The book isn't a direct intellectual case against utilitarianism. It paints a picture of the utilitarian society at its most successful: Everyone is happy with their place. Intoxication and license provide sensory pleasure. The deeper feeling that can drive us to a mellow distraction has been minimised and eliminated where possible. Under the kind of analysis that Layard employs it would have to be seen as a triumph. In any comparison of happiness surveys the London of A Brave New World would undoubtedly emerge triumphant as its inhabitants enjoy what Christopher Hitchens has described as "a painless, amusement-sodden, and stress-free consensus."

However, it is a deeply pointless society. Happiness is a superficial emotion. It is generally a satisfaction with the condition a person finds themselves in which can either be created by good conditions or low expectations. Layard focusses primarily on combatting inequality such that high expectations, which most will be unable to meet, are not created. It is the case for not wanting anything that you do not have, and may not be able to achieve.

This is intrinsically a manifesto for pointlessness. If you take Layard's logic properly to its conclusions not just inequalities in wealth would need to be tackled. All status competition creates pressures and unhappinesses in the vast majority who never reach a given pinnacle. After all, I do not wish to be Damon Buffini, for all the private equity magnate's wealth. I have other standards to which I hold myself. Money is a fine thing to have but my dreams are rarely of fabulous wealth. There are people who have inspired me and set an awe-inspiring standard for my behaviour and achievements. Others who, in my less noble moments, I envy. When I compare my lot to theirs I rarely think of their wealth but of other achievements. A much deeper and sadder equality than a uniformity of wealth would need to be created for us to see the end of the stresses of status competition.

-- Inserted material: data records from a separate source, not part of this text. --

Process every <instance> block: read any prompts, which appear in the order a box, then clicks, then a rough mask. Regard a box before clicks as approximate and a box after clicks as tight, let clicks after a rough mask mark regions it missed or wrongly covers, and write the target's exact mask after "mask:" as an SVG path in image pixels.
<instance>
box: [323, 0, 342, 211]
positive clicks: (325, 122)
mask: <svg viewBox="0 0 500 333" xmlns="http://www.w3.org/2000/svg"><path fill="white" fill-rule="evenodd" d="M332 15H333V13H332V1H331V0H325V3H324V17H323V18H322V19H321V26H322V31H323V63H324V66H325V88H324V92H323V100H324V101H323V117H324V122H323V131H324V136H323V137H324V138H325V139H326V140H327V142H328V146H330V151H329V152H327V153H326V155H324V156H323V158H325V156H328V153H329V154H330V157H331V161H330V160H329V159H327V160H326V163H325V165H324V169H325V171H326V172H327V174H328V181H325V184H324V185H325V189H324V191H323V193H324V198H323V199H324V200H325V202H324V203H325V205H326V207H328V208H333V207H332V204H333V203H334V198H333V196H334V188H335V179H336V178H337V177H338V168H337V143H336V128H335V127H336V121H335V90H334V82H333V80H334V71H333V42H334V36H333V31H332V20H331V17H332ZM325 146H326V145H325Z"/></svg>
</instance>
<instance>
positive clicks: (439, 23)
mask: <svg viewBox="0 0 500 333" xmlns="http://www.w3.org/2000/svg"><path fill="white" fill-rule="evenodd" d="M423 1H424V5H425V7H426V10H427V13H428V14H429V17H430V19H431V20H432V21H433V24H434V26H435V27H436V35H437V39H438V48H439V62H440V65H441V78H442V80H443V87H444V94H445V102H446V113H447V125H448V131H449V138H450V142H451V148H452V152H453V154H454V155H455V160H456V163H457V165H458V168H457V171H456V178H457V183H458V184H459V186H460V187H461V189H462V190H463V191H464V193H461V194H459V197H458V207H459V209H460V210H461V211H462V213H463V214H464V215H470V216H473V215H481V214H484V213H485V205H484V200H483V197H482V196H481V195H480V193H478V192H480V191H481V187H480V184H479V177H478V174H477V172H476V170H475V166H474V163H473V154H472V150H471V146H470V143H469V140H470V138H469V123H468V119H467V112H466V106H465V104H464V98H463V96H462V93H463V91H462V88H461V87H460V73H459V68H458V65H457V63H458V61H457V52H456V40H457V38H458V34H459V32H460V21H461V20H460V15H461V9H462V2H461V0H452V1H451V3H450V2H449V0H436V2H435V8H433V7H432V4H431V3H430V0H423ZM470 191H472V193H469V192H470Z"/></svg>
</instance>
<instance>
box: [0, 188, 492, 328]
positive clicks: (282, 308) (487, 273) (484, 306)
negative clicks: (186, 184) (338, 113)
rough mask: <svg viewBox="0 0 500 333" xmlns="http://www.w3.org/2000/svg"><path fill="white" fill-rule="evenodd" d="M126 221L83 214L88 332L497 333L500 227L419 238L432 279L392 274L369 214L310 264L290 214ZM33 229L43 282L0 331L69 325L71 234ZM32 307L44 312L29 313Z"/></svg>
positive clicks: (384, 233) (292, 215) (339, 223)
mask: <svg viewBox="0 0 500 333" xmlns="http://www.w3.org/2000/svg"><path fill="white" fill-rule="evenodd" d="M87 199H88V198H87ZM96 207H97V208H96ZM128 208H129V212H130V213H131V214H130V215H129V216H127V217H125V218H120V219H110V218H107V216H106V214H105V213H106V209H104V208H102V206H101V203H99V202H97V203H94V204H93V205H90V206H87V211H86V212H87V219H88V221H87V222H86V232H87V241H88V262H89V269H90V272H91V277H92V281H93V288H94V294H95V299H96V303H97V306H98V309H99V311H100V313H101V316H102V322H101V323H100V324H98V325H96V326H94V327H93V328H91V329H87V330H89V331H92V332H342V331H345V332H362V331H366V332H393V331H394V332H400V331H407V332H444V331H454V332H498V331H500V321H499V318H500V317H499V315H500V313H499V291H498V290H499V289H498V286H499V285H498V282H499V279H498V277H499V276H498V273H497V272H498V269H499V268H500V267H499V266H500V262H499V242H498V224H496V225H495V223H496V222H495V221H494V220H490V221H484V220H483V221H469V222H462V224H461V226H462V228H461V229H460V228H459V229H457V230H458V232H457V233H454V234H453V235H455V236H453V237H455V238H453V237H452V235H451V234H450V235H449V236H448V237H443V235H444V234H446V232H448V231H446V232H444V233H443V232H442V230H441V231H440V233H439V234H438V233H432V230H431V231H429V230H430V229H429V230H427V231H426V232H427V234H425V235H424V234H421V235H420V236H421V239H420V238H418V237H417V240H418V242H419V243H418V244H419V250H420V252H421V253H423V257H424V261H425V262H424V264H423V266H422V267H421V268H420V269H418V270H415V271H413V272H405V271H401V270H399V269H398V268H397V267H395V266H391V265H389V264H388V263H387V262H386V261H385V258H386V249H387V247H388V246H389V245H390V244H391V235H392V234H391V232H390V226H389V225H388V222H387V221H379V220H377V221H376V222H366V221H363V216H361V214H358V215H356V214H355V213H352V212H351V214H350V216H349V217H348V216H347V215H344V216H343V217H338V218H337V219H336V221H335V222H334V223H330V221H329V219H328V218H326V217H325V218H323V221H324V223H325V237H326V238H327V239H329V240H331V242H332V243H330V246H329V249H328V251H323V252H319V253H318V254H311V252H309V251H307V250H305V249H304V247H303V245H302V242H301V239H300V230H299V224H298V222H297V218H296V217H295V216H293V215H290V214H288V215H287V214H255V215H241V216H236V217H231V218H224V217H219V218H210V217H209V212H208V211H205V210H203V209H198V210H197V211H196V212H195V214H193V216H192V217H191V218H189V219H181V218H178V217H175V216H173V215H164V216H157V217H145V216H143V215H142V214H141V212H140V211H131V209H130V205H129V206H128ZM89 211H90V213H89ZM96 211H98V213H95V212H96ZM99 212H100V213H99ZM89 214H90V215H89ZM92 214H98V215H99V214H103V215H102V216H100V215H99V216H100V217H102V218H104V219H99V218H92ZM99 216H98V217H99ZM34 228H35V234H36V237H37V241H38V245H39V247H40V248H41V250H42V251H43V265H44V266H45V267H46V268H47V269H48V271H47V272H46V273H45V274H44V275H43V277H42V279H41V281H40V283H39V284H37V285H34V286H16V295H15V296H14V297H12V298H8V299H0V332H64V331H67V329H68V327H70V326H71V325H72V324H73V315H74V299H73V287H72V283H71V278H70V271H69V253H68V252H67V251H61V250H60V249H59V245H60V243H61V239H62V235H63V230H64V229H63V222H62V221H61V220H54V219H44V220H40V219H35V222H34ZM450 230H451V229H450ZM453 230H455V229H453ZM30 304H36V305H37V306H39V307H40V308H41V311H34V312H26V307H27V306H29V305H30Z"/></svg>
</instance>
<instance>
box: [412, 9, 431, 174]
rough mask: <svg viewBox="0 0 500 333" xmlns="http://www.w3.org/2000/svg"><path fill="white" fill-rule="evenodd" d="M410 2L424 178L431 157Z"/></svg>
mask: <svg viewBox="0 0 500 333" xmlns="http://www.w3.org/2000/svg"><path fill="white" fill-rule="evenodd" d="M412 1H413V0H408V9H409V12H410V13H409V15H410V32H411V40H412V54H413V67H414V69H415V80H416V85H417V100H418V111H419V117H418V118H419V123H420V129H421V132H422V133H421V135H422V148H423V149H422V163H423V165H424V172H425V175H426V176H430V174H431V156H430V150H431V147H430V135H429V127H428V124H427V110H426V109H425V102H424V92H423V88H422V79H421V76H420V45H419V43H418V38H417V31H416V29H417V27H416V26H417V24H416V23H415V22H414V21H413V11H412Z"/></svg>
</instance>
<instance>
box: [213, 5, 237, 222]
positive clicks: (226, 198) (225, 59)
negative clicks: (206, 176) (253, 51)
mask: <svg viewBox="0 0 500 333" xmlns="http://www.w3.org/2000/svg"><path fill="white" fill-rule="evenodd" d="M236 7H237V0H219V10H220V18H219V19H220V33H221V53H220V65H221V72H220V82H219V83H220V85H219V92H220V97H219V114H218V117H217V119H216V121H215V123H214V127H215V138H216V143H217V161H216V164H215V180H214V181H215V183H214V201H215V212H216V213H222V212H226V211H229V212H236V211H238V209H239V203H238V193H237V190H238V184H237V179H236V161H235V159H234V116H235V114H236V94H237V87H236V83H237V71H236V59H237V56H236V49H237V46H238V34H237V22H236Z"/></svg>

It is easy for Layard to attack the impulse to emulate those of greater material wealth; he can appeal to old prejudices that seeking wealth is a grubby and disreputable practice. However, one of my aspirations is to fight great political battles. I am envious of those who have lived and triumphed in momentous days. I hope to emulate them one day. This will undoubtedly mean that I work harder, have less of the leisure time Layard is so keen for people to maintain (what free time I have will often be spent doing more political things such as blogging) and am more stressed and discontented from time to time than if I had no such driving objective. Would a happiness with my place make me a better person, would it be better if I were that way? I don't think so and I don't think I'm alone in taking that conclusion. Having a reach within your grasp is a sad fate.

My challenge to Ruthie would have to be: Does she really want to know everything? Couldn't perfect knowledge rob her life of meaning, particularly as a journalist, just as surely as perfect happiness?

I think enlightenment is the moment you rub a lamp, discover a genie and are offered wishes but then turn them down entirely without regret. Not because your life is one of idle contentment but because you both accept and love your struggle.

That enlightenment would seem to lead to a deeper happiness than the satisfaction that utilitarians seek. It is a spiritual rather than a material condition. It is not somewhere that others can take us but an ideal we have to find in ourselves.

1 comment:

Ruthie said...

I think perhaps the word I should have used was "pleasure."

Ephemeral pleasure vs. lasting truth. That's the dichotomy I was getting at.

I don't know that I'd want perfect knowledge, come to think of it-- just the absolute truth about the most important things, like the existence of God and the soul, the nature of being, that sort of thing. The learning process of attaining other sorts of knowledge-- like learning to cook something new, or speak a different language-- is part of the fun. I wouldn't want to miss that.

Lord Layard sounds like a lot of fun.